Dear Charlie St. Cloud,

I did not expect you to be good, and you certainly did not disappoint in that regard. In fact, you were embarrassing and ham-handed and rather putrid in parts. Also, Ray Liotta continues to look like a deranged axe murderer  even when he is playing a Kindly Catholic Paramedic; ergo, I suspect he was miscast.

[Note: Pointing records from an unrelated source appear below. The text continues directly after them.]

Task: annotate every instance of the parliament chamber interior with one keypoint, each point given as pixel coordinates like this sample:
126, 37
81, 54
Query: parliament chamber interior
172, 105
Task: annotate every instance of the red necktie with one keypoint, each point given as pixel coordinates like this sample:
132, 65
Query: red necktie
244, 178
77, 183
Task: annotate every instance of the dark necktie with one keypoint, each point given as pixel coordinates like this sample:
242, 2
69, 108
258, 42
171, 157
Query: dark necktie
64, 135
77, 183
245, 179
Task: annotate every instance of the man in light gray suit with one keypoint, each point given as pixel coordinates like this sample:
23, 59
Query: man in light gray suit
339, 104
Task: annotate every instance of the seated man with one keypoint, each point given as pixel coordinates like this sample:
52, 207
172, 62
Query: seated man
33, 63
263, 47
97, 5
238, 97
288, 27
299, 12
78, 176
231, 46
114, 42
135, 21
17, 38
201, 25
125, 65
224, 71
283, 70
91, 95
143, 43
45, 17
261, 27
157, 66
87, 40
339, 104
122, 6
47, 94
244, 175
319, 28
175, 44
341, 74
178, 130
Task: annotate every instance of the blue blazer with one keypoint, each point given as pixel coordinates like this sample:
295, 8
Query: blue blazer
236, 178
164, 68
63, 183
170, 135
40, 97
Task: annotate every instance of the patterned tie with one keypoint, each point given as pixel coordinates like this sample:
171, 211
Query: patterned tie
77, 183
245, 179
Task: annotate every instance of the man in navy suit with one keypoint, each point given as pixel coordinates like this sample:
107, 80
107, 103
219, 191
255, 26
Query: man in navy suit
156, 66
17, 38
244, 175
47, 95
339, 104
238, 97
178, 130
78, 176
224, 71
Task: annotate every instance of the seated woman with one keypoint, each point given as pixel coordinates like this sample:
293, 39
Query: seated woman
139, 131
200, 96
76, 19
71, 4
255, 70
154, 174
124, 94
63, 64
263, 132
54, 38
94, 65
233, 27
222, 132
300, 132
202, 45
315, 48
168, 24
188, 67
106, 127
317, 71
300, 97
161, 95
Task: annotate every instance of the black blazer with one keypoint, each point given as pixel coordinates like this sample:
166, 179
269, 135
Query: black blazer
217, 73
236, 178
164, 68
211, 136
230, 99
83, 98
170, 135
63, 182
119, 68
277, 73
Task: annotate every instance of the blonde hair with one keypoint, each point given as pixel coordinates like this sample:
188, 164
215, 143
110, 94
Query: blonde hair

Having said that, Charlie St. Cloud, I must admit that you succeeded verily in scratching all kinds of anti-feminist emotional itches I’d like to pretend I don’t have (I went to a snotty liberal arts college! I use phrases like “ambitious, but problematic”! I’ve read Laura Mulvey!). Frankly, the experience of watching you was like having all the stupidest, most humiliating parts of my id reflected back at me in some kind of horrifying and delightful funhouse mirror. To my chagrin, I especially enjoyed the PG-13 frolicking in the graveyard (complete with artful cutaway shot) and the scene in which Zac Ephron (spoiler alert) revives a hypothermic girl WITH THE SHEER MOLTEN POWER OF HIS HOTNESS.

Apparently the theme of this week’s media consumption is “sex with the vaguely undead,” since yesterday I finished reading Kazuo Ishiguro’s Never Let Me Go, which was shortlisted for the  Booker Prize in 2005 and has recently been made into the kind of dullish art-house fare not even Kiera Knightley will be able to convince Tom to come and see with me. The book (the story of three British kids at a weird, creepy boarding school where Something is Clearly Amiss), while haunting and smartly written, left me feeling cold and annoyed at the end, like as much as I wanted to I could never quite get to caring about any of these people. Furthermore, it did absolutely nothing for my lady bits: ambitious but problematic, indeed.

So, Charlie St. Cloud, before you sail off into the sunset of your happy ending, tell me this: what is a girl to do, if she likes her romance and her handsome men just as much as she likes not feeling like an insipid moron? Is the world at large really incapable of producing a piece of entertainment that can serve both God and mammon? Didn’t we almost have it all?

Best of luck with your future endeavors. I look forward to hearing from you.